Self Portrait V

Perhaps it is time I begin to introduce the imagery. The purpose of this blog, initially, was to document the process of discovery and evolution that I am experiencing in this MFA program. It is a record, I suppose, though those of you that know me will understand why I am reluctant to call anything that exists as purely digital to be a record of anything. So let us call this a supplemental record of my work, my education, my evolution, and my flight.

This is the image that started it all, though it took several months for me to realize that, and for Tim Bradley to say the remarkable phrase that would start me off on not only my project, but my purpose and my vision from this point forward. However, that story will come with that image.

This story is one of self discovery. The assignment was "Take an image that can only be seen through the lens of a camera." A fellow student at the time, David Torrey de Frescheville (I hope I spelled that correctly) had done an image for our assignment titled "Save the World with a Ball of String" that so inspired me I dusted off a toy camera I had received as a gift and never used. The camera was a Holga, and it is one of my most treasured instruments now. At the time, however, I had never used a Holga and was still very much in control of my every move. I would EI test every film with every camera setup, I would meticulously calibrate my meter, my shutter speeds, my ability to handhold at how slow of a shutter for what lens. And so was my daily routine. It was, as Tim once told me, a technique that "made the photographer visible." It was something that did not bespeak my artistic side, but my scientific. I had struggled, up until this point, with the concepts of how to merge the two, and though the imagery had a certain commercial shine to it, it seemed to lack something elemental, something vital. So, with great hesitation, I ventured out on a photo shoot with an untested piece of toy equipment that had very little chance of being successful.

I couldn't, however, give up every sense of control. I wanted to take a test roll, which I would develop first and see how the film responded to the Holga. Once I understood that, I felt that I would be able to manipulate the final roll of film to be what I needed it to be in processing, feeling certain that I wouldn't get it in camera. But I braved the new territory anyway. There was something about using film again, something about not knowing the outcome, that led me, without reluctance, back to something of my past that had, for some time, been defining me. I was aware of it. I knew that I had been swayed by the raven the moment I first encountered the raven of my grandfather, even got a tattoo of a raven on my back, but something occurred to me that I hadn't really thought of before. I have never taken a picture of a raven with intention. I have a shot of a raven; a massive, carnal looking creature; standing on the wall of the Tower of London. He was very close and looking right at me, so I took the shot. It is remarkable only in the size of the raven. That is the only shot I have ever taken of this obsession of mine, of this fetish of necessity. So, with my fresh roll of Tmax 100 loaded into my Holga, I set out to photograph a raven or two in preparation for my "real" shoot.

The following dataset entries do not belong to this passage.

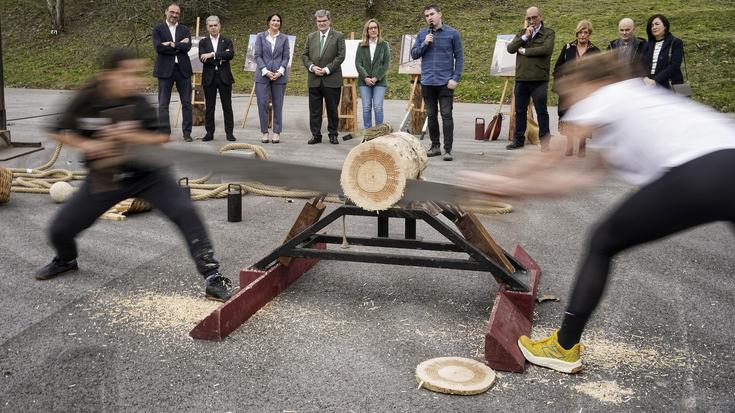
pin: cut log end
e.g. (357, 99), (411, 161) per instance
(340, 132), (426, 211)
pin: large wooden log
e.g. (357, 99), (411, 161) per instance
(340, 132), (428, 211)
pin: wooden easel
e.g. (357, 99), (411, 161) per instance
(174, 17), (206, 126)
(406, 75), (426, 135)
(337, 77), (357, 132)
(340, 32), (357, 132)
(488, 76), (515, 139)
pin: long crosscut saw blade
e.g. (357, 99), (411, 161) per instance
(126, 145), (464, 202)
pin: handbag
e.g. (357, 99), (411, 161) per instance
(669, 43), (693, 97)
(485, 113), (503, 141)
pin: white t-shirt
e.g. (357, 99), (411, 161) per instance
(564, 79), (735, 185)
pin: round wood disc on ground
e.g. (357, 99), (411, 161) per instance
(340, 132), (427, 211)
(416, 357), (495, 395)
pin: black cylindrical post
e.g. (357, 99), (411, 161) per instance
(227, 184), (242, 222)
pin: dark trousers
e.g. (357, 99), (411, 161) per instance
(49, 171), (219, 278)
(514, 80), (550, 145)
(421, 85), (454, 152)
(158, 65), (191, 135)
(559, 149), (735, 347)
(309, 85), (342, 139)
(204, 74), (235, 135)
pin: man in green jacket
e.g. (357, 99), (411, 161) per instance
(506, 7), (555, 151)
(301, 10), (345, 145)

I remembered having seen several ravens at the rose garden beside the Santa Barbara Mission. I headed down, thinking more about what sorts of shots I would get for the assignment than about the birds. When I arrived, there were three or four circling and gliding around the area, occassionally landing to peck at the ground for bugs. I saw one in particular land nearby on the opposite side of the roses. I don't think he saw me. I crouched down, camera in hand, and silently crept towards him. We rounded the corner at the same time. He looked alarmed, but jumped back only slightly. He took a couple more hops away and I moved in, set the Holga to the picture of the group of people for focus (rather then just the head, as it had been positioned on) and took a shot. He watched me, hopped around for a second, and turned the other direction. I shot again. This time he took off and I snapped again, following him with the camera as he slowly circled me in the air, furiously winding the manual reel to the next exposure, madly snapping and winding until he had encircled me in one fluid motion and flapped away and out of sight.

When I developed the film I almost cried. Due to confusion about the settings of the Holga I had overlapped the images, creating a new landscape, and a story. The bird starts out, turns, flies away, and returns. That is what happened when I took the images. But the outcome was the bird starting, turning, flying, me flying, and then the bird and I sharing a moment, sharing shadow land, sharing flight. It became the landscape of my life story.

This is the most important image in my life. This sums it all up. It is following the passion that started me out, turned me around, gave me wings, let me see from another perspective, and allowed me to coexist with the mythology that has created me.

It is titled Self Portrait V because there are five ravens in it. The four that everyone can see, and the one that I can now see.

Here is the whole story.

It is also called Self Portrait V in relation to an old rhyme you may have heard before:
One for Sorrow
Two for Joy
Three for a Girl
Four for a Boy
Five for Silver
Six for Gold
Seven for a Secret, Never to be Told

The rhyme is in relation to an old superstition about being able to "count crows" to determine the future. Five for silver has particular importance to me because of the diminishing art of alchemic photography. The reason this starts it all is that it got me back into the darkroom, back into film, back into my own self discovery. If ever historians look back at me and don't recognize this as a turning point, then you, who are educated and wise, can laugh at their ignorance and knowingly recite the truth.